Bricio also complains that statements of his that were published in EL PAÍS on Tuesday made him sound like a male chauvinist. He claims he is nothing of the sort. "Little boys play with cars, little girls play with dolls. It's normal that driving should come easier to the boys. It's not my fault that parents buy dolls for their girls and cars for their boys," he was reported as saying.
Báez, the veteran chief of the national confederation, said that given equal preparation, men and women pass their driver's exam at equal rates. The average number of lessons per student ranges between 30 and 35, although in recent times students have been taking fewer.
The only difference he sees is that women tend to pass the theoretical part of the exam before the men "because they study more," while men pass their practical exam sooner because they've typically already had a few unofficial lessons from relatives or friends before attending driving school.
Bricio would agree with that. "Women, unlike men, tend to sign up without any previous knowledge of driving," he said.
Over at the DGT, nobody will talk about gender differences at the wheel, and they insist that they have never disclosed figures on how many times either sex tries out for the permit before actually obtaining it. The numbers that the DGT does make public show that in the five years that the points-based license has been in effect, 79 percent of drivers who lost at least one point were men, even though they only hold 60 percent of the country's permits.

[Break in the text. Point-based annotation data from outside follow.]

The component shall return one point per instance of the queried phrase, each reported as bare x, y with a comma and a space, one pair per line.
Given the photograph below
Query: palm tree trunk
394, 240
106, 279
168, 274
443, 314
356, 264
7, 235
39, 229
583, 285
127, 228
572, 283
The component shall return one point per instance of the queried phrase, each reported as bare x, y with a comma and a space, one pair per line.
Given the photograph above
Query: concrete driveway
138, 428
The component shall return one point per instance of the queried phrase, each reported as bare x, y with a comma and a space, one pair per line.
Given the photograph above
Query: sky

When it comes to accidents, men also fare worse. Male drivers (15.5 million of them) have a much higher accident rate than women (10.3 million). Last year, 1,360 men died at the wheel, compared with 150 women, according to the DGT. As for serious injuries, the male to female ratio was 6,303 to 1,095. In the case of slight injuries, men were overrepresented once more.
It is this statistical difference that leads some companies to offer women cheaper car insurance, at least in certain circumstances. It is a European-wide practice, although it will probably not last very much longer. The EU Court of Justice ruled last March that taking gender into account when calculating policies constitutes discrimination, and must be phased out by December 21, 2012. "That differentiation by gender was an exception in the European directive for non-discrimination," said a spokesperson for Unespa, the insurance company association. Insurers are now awaiting guidelines from the European Commission to begin implementing the court decision.
That same ruling also affects the Zaragoza driving schools. "It establishes that you cannot treat comparable situations differently, nor can you treat different situations identically, unless you are following objective considerations," said state secretary Laura Seara. "Driving schools contravene that ruling, as well as the 2004 European directive on equal treatment in access to goods and services."
Additionally, the offer goes against two Spanish laws from 2003, said Seara. "It is an illegal offer no matter how you look at it." Seara recommended that women who paid the fee take the matter to the Aragonese courts.
Meanwhile, the RACC called the promotion "unfortunate" but "unprecedented" and said it would continue to partner with the schools. The offer, however, has been eliminated. At one of the schools, a 21-year-old student named Inés said she had not been offered the gender-specific deal. "Here we are, asking for a little bit of equality, and they come up with these things," she said.
"If we made a mistake, we apologize," added Bricio.